We will construct a LRT using two different models:
The LRT compares the M2a against the M1a (d.f. = 2).

We can launch all models in one way by setting the option "model=0" and NSSites = "0 1 2".
Change this in the controle file and launch it.

Have a look at the ".mlc" file. There are all information about the three models computed.
The Bayes Empirical Bayes (BEB) gives a list of sites with a good confidence.
Have a look at your alignment file (fasta format) in Jalview.
(You need to translate (Calculate->Translate cDNA) to get the position of codon site.)

Question 2.1: Based on the LRT, could you said that there are sites under positive selection?

Question 2.2: Which percentage of site evolving under positive selection and what is the average dN/dS ?

Question 2.3:  Are the site predicted by BEB (with >90% of confidence) very conserved or not ?

Part 2.2) Detection and visualisation of selected sites with Selecton webserver => Server Selecton

Go to the webserver:

This server can also compute detect positive selection with Site-specific modela.
We will be able to see the positive selected sites on the structure.

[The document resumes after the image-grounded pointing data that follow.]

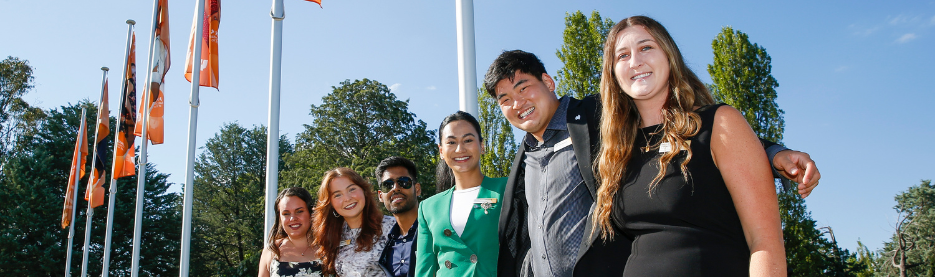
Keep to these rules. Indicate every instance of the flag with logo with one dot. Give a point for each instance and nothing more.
(153, 93)
(95, 192)
(77, 164)
(123, 163)
(209, 46)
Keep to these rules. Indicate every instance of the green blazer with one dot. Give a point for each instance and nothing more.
(441, 251)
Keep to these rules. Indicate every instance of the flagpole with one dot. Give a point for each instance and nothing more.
(74, 202)
(272, 140)
(141, 176)
(87, 228)
(194, 102)
(467, 61)
(108, 237)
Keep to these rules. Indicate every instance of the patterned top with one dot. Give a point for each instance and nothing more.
(351, 263)
(295, 269)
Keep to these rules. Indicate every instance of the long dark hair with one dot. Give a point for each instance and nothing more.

You can provide the different parameter to the server:

- DNA file:  HIVenvSweden.fasta.
- Query sequence name: U68496
- Your email address (very useful as the program is rather slow)

- Protein structure: you can perform a BLAST in the PDB to find the best match. (the best match is PDB ID: 2B4C with chain identifier G)
- Tree phylogeny: HIVenvSweden.tree
- Evolutionary model: use a model of positive selection (M8 is nice).

It will take long time, about one hour.

Part 3) Estimation of sites who have evolved under positive in a specific lineage (Hominoid in lysozyme).

DATA:  You will use the same data as in the lysozyme example.

You will use the Branch-site model A. It's mix between the two previous model (Branch-specific and site-specific).
It's explained in pages 38-39 in the manual.

Branch-site model A classifies the different codon sites into four different categories:
Site class 0:   Codon sites evolving under purifying selection in all branches. (0<dN/dS<1)
Site class 1:   Codon sites evolving under neutral evolution in all branches. (dN/dS=1)
Site class 2a:   Codon sites evolving under positive selection in the selected branch (dN/dS>1), and under purifying selection in the rest of the tree (0<dN/dS <1)
Site class 2b:   Codon sites evolving under positive selection in the selected branch (dN/dS>1), and under neutral evolution in the rest of the tree (dN/dS =1)

Part 3.1) Estimation of positive selection using the Branch-site specific model A.

The Branch-site model A can be used with the option "model = 2" and "NSSites = 2".
Do the change in the controle file (don't forget to specify another outfile)

Part 3.2) Estimation of selection positive using the Branch-site specific, under a test of neutrality.

The null model for Branch-site model A is the same model as before, but with omega fixed to 1.

Set the options "fix_omega = 1" and  "omega = 1"  and re-launch the model (don't forget to modify the name of the outfile).

You can use the MSA in FASTA format (lysozyme.fasta) to view the positively selected sites (from BEB) on Jalview.  
Tips: load the tree file in Jalview to group sequences.

Question 3.1: Based on the LRT, are sites under positive selection?

Question 3.2: Which percentage of site evolving under positive selection and what is the average dN/dS ?

Question 3.3: What can you say about the site predicted by BEB (with >90% of confidence)?